The Court considered the non-solicitation and non-dealing covenants contained in Mr Ayris’ contract of employment and found the covenants in question to be unreasonably wide and consequently unenforceable, because they sought to restrict Mr Ayris from having contact with any of WRN’s customers, not only those with whom he had actually dealt. However, the Court gave some other helpful guidance on the scope of restrictive covenants. For example, it accepted that it was reasonable for there to be no geographical limitation as WRN was a global business and that a six month restricted period was not unreasonably long as that is how long it would take for WRN to replace Mr Ayris and for his replacement to establish himself with the company’s contacts.


The Court also considered whether Mr Ayris had breached restrictions in the use and disclosure of confidential information. It held that while he was in breach of his obligations to WRN in taking business cards and copying email addresses, this was because they belonged to WRN, but they were not confidential business information because much of that information was available on WRN’s website and could easily be reproduced.

 
The Court’s analysis and decision turned on the particular facts of the case and the drafting of the restrictive covenants in question and the outcome is not surprising. However, the guidance in relation to the geographical scope and restricted period of such covenant is helpful. Further, the High Court accepted that the reasonableness of restrictive covenants should be considered as at the date of the employment contract, not at the date of termination. Employers should therefore review restrictive covenants when employees are promoted to more responsible roles, where they may have more customer dealings and access to company information and consider imposing new restrictive covenants when appropriate.


Age Discrimination


The law on age discrimination, introduced through the Employment Equality (Age) Regulations 2006, continues to develop. Job advertisements should be tailored so as not to be caught by the Regulations.

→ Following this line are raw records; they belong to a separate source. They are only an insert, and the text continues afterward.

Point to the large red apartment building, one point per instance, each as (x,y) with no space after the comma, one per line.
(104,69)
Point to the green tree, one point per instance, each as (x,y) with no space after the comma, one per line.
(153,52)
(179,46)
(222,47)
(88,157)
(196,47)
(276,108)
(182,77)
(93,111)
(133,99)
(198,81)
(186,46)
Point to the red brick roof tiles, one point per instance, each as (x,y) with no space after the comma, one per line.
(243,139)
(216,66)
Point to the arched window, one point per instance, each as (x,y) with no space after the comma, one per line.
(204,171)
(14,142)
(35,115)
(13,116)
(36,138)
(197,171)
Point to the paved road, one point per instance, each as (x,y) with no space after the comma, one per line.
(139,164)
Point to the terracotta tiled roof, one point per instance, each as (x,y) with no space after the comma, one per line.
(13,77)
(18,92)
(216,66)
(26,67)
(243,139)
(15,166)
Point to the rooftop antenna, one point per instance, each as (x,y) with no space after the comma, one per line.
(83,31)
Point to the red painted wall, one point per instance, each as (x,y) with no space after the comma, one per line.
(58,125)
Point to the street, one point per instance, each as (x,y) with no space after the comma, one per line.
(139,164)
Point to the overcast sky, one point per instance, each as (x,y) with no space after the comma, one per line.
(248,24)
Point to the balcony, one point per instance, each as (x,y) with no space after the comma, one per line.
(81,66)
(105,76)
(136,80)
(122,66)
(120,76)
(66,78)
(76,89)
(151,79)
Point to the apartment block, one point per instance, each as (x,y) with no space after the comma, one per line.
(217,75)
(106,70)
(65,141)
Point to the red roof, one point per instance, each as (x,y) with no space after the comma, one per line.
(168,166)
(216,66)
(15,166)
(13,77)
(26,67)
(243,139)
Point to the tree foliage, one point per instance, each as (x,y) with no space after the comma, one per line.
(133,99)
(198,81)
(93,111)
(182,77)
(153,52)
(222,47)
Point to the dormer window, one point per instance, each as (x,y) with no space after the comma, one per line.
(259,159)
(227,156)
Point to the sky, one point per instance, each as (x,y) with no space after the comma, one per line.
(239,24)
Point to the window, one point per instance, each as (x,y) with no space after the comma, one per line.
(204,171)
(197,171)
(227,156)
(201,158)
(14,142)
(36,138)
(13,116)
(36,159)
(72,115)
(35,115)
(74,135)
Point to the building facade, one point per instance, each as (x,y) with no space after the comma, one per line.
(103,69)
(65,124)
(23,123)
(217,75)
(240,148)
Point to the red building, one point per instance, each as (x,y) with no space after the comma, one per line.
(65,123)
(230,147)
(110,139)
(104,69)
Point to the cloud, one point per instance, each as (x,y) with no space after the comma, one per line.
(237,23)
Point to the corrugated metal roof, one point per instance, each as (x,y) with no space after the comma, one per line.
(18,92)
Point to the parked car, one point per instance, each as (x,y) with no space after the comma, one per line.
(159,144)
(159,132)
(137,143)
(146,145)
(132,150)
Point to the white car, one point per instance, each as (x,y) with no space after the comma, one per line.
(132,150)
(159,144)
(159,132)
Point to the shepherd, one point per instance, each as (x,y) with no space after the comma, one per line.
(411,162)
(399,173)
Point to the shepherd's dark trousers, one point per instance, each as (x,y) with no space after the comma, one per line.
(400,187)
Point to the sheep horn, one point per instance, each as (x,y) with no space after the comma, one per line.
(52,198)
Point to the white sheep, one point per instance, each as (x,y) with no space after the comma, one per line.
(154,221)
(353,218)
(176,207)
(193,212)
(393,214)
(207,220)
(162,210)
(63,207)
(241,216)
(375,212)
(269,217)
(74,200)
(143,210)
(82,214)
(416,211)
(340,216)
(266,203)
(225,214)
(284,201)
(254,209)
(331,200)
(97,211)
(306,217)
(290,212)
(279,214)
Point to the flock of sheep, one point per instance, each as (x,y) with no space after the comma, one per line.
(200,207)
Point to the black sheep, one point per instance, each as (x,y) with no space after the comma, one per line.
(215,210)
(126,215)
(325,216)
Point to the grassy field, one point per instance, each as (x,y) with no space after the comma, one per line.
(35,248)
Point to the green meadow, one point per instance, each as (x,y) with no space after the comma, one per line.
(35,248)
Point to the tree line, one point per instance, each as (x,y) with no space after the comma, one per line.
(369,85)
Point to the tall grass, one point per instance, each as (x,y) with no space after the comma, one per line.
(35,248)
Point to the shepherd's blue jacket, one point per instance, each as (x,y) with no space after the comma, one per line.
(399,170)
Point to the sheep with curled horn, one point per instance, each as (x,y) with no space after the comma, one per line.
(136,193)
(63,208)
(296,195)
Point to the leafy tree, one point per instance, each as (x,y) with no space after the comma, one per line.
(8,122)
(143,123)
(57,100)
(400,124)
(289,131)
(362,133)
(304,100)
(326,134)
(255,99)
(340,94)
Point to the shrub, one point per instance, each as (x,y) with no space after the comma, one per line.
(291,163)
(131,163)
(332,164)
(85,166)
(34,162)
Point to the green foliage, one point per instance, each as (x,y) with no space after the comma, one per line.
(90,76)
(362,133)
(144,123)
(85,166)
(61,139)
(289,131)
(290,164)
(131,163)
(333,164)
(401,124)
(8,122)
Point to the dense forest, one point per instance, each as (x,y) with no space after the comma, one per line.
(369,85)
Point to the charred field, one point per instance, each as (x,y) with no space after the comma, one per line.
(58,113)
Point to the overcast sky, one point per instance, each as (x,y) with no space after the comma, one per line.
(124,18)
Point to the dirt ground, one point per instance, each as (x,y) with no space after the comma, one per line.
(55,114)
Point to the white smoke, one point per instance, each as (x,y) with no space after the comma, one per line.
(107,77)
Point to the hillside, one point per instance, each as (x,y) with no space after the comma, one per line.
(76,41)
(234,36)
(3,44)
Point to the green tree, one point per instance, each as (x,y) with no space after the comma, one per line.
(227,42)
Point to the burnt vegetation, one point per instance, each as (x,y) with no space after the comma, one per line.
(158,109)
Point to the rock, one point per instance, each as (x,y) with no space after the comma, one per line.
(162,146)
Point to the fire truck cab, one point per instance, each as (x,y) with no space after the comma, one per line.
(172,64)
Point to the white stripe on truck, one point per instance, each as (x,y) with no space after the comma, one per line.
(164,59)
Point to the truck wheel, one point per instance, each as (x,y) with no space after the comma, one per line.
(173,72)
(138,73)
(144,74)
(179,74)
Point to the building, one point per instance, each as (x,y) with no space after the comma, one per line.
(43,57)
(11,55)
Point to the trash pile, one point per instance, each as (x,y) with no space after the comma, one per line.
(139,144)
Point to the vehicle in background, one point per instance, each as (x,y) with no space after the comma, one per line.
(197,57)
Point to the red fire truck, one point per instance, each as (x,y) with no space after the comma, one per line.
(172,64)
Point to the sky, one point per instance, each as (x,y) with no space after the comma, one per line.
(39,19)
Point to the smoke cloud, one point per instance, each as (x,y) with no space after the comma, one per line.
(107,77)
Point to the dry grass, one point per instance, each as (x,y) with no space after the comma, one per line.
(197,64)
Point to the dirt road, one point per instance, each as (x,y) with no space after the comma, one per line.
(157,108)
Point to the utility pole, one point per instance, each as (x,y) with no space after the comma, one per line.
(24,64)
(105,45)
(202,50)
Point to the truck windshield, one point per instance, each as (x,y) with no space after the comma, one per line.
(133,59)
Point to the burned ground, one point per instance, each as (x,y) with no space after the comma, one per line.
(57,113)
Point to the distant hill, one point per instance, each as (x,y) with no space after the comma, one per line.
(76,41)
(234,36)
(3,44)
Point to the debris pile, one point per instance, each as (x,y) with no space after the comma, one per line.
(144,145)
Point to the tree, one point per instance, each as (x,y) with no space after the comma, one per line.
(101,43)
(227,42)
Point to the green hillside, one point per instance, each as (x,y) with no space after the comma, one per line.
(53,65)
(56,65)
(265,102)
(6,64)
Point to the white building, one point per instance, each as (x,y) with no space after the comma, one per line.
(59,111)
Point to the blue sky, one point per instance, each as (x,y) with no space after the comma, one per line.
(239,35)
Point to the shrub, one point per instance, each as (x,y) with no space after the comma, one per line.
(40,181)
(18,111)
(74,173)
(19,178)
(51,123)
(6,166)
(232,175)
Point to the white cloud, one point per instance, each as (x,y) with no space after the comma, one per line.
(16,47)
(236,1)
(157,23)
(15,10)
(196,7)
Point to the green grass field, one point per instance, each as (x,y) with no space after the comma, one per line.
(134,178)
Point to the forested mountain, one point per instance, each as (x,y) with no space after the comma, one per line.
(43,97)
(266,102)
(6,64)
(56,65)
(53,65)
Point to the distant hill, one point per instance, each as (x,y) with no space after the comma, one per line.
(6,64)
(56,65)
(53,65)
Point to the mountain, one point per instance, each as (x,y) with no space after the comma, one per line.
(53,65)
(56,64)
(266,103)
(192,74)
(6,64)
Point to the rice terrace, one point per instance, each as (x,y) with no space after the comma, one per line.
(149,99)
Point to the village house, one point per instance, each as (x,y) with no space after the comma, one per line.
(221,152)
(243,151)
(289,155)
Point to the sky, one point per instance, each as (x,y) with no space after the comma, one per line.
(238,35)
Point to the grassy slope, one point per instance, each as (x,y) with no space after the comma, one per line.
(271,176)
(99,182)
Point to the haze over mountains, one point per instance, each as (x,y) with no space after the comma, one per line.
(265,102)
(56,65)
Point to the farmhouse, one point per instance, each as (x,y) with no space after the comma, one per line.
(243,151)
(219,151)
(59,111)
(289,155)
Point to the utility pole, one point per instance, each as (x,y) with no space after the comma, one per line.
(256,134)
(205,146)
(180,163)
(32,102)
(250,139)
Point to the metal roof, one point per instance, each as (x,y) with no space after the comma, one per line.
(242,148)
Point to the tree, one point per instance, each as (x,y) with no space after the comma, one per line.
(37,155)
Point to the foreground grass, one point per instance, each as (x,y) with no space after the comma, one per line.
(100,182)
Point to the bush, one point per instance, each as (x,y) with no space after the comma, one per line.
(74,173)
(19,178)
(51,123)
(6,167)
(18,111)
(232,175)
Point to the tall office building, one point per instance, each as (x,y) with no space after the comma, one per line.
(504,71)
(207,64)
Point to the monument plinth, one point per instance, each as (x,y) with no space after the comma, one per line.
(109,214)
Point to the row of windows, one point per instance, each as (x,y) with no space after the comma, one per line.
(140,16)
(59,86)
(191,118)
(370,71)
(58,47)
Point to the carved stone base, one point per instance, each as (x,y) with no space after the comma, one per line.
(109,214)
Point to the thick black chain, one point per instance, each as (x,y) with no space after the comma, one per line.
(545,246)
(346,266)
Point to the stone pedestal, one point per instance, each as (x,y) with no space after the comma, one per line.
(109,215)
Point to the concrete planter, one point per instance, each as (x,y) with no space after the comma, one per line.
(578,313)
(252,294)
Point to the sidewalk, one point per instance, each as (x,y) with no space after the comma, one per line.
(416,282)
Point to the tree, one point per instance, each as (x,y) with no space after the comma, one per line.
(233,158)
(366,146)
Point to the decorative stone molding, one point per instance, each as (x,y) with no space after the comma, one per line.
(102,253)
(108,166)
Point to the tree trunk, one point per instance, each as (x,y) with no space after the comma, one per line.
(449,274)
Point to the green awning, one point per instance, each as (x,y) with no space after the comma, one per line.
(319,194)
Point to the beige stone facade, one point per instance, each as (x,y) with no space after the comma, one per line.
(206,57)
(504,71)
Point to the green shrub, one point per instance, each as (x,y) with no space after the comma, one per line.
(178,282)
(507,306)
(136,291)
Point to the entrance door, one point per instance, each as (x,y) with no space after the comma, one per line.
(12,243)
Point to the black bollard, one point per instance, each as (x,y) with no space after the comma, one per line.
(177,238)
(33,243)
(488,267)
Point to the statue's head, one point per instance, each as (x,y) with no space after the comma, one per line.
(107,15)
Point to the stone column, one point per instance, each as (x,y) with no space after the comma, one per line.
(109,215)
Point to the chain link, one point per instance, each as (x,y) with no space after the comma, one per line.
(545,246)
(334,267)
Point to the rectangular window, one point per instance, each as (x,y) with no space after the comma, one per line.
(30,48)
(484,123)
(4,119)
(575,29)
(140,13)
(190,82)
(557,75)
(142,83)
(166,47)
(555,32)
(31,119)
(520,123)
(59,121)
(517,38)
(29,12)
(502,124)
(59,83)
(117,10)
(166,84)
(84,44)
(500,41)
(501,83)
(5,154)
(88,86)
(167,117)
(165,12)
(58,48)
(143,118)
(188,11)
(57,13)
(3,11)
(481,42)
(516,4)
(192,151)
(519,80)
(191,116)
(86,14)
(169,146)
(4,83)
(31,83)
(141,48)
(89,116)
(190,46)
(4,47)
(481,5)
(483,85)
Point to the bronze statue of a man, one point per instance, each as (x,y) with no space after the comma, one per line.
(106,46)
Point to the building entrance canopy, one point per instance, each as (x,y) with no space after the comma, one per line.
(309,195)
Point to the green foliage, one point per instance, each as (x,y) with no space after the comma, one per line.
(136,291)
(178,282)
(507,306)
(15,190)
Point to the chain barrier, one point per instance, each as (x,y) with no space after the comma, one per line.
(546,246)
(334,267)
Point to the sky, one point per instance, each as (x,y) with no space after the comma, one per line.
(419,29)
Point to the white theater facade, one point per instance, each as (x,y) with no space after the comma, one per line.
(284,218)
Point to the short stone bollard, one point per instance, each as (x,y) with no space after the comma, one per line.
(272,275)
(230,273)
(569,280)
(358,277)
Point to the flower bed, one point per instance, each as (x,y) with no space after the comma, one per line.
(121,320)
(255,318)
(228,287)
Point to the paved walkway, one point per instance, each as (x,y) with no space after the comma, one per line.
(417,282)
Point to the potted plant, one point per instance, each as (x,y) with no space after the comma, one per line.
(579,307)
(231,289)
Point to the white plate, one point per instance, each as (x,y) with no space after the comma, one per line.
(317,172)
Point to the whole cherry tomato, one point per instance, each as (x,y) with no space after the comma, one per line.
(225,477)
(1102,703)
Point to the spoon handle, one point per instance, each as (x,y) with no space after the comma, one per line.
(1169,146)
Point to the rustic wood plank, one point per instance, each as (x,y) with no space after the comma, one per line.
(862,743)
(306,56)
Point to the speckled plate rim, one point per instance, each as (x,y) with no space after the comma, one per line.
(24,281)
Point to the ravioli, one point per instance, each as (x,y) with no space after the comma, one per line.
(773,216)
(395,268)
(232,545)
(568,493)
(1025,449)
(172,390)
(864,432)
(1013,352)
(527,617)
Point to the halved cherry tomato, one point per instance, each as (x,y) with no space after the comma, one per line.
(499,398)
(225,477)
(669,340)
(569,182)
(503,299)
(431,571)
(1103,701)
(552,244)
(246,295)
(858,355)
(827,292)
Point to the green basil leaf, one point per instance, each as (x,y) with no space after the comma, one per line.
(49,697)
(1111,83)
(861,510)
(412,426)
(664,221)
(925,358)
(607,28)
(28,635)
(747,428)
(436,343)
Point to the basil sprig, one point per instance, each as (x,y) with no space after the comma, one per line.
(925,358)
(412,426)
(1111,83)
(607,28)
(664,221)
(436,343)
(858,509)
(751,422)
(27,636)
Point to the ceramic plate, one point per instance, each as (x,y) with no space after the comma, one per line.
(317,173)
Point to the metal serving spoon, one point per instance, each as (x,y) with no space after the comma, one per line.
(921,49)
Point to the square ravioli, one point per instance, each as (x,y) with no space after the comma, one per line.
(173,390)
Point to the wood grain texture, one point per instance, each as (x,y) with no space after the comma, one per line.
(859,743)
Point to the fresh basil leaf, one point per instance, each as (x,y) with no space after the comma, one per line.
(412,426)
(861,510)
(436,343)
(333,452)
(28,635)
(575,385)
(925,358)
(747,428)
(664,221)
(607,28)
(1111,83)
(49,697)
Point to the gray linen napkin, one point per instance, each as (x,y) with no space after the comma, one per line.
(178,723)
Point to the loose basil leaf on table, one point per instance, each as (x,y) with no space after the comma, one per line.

In the Northern Ireland Industrial Tribunal case McCoy v. James McGregor & Sons Ltd and Ors, a job advertisement seeking applicants with “youthful enthusiasm” was found to fall foul of the Regulations. Thus even references to qualities associated with people of a particular age may give rise to an inference of discrimination and should be avoided. Questions about age and date of birth should be deleted from application forms and instead be collected through a separate diversity monitoring form.